This page was generated from docs/tutorial/case_control/sea_ad_case_control.ipynb. Interactive online version:

Case-Control Study: How Alzheimer’s Disease Affects Gene Expression#

This tutorial demonstrates causarray on a case-control single-cell study, showing that the same doubly-robust framework used for perturb-seq also applies to observational disease comparisons.

Scientific question: Which genes are differentially expressed in excitatory neurons of AD-dementia donors compared to cognitively normal aging donors, after controlling for inter-individual confounders?

Important framing: The tau (log-fold change) estimates describe how gene expression differs between AD and normal donors — i.e. how AD is associated with gene changes. They do not imply that the gene changes cause AD.

Dataset: Seattle Alzheimer’s Disease Brain Cell Atlas (SEA-AD), Middle Temporal Gyrus (MTG)

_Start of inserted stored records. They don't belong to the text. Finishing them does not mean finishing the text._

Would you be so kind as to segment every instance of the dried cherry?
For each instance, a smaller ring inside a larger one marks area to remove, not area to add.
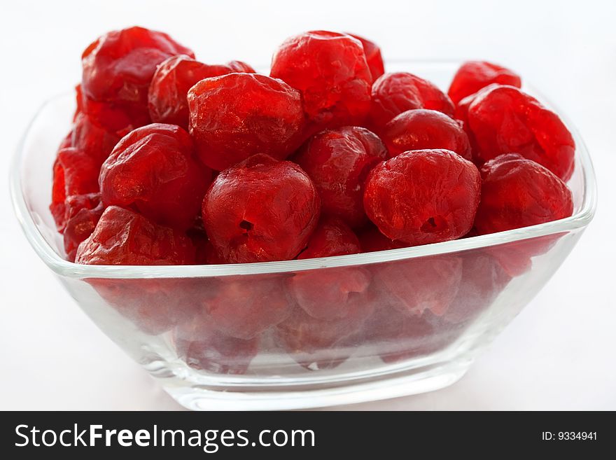
[[[81,242],[92,235],[103,211],[100,193],[74,195],[66,198],[64,241],[66,258],[71,262],[75,260]]]
[[[381,48],[373,41],[370,41],[368,39],[364,39],[359,35],[349,34],[354,39],[357,39],[361,42],[363,46],[363,51],[365,53],[366,62],[368,62],[368,68],[370,69],[370,75],[372,77],[372,81],[374,81],[379,76],[385,73],[385,64],[383,63],[383,57],[381,56]]]
[[[98,192],[99,169],[98,159],[83,151],[68,147],[58,151],[53,165],[53,185],[49,207],[59,232],[64,231],[68,218],[66,199],[72,195]]]
[[[385,74],[372,84],[370,123],[377,133],[395,116],[414,109],[436,110],[449,116],[455,110],[446,94],[412,74]]]
[[[314,183],[323,213],[351,227],[366,221],[364,182],[368,172],[387,156],[383,142],[365,128],[347,126],[310,138],[293,158]]]
[[[362,252],[376,252],[378,251],[388,251],[389,249],[399,249],[408,246],[405,243],[390,239],[381,233],[374,224],[370,223],[361,229],[357,237],[359,239],[359,244]]]
[[[122,139],[100,172],[105,206],[131,207],[158,223],[188,228],[200,214],[211,172],[179,126],[153,123]]]
[[[411,246],[456,239],[472,227],[477,167],[447,150],[400,153],[368,175],[364,207],[381,232]]]
[[[444,148],[471,160],[468,137],[458,122],[442,112],[425,109],[407,110],[383,129],[390,157],[410,150]]]
[[[501,155],[481,169],[482,198],[475,226],[480,235],[568,217],[571,191],[541,165],[516,153]]]
[[[175,55],[195,56],[162,32],[138,27],[108,32],[82,55],[83,94],[92,101],[147,110],[148,88],[156,67]]]
[[[519,76],[505,67],[486,61],[468,61],[456,72],[447,95],[457,104],[467,96],[492,83],[516,88],[522,85]]]
[[[361,125],[370,111],[372,78],[364,48],[346,34],[318,30],[287,39],[270,76],[302,93],[312,132]]]
[[[227,263],[294,258],[316,227],[318,194],[299,166],[256,155],[221,172],[203,200],[210,241]]]
[[[186,55],[169,57],[156,69],[150,83],[148,108],[152,121],[178,125],[188,130],[188,90],[204,78],[233,72],[253,74],[255,71],[239,61],[208,65]]]
[[[216,171],[256,153],[284,159],[302,141],[301,95],[281,80],[246,73],[206,78],[188,101],[199,155]]]
[[[75,118],[71,145],[96,160],[99,167],[118,141],[120,136],[115,132],[97,125],[85,113],[79,113]]]
[[[129,209],[110,206],[77,249],[76,263],[94,265],[183,265],[195,248],[183,233]]]
[[[493,85],[473,99],[468,127],[477,144],[477,162],[515,152],[566,181],[573,172],[575,144],[552,111],[512,86]]]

(Gabitto et al. 2024, Nature Neuroscience) — freely available via CellxGene Census, no login required.

Pipeline:

preprocess_sea_ad.py  →  sea_ad_mtg_exneu_pb.h5ad   (85 donors × 22 911 genes)
         |
         v  prep_causarray_data
      Y, A, X_cov
         |
         v  estimate_r  →  select r = 4 (JIC criterion)
         |
         v  fit_gcate   →  4 latent confounders U
         |
         v  LFC         →  doubly-robust log-fold changes per gene

[14]:

import os
import numpy as np
import pandas as pd
import scipy.sparse as sp
import seaborn as sns
import matplotlib.pyplot as plt
import scanpy as sc

import causarray
print('causarray version:', causarray.__version__)
from causarray import prep_causarray_data, fit_gcate, LFC

causarray version: 0.0.6

Why pseudo-bulk?#

Single-cell RNA-seq data presents two practical challenges for case-control analysis:

Scale: A typical snRNA-seq study has millions of cells. Running a GLM on millions of rows is slow and, more importantly, the observational unit here is the donor, not the cell.
Sparsity: Each individual cell captures only a small fraction of its transcriptome (most entries are zero), making cell-level counts very noisy.

Pseudo-bulking solves both by summing raw counts across all cells from the same donor:

\[Y_{\text{donor},g} = \sum_{\text{cells of donor}} Y_{\text{cell},g}\]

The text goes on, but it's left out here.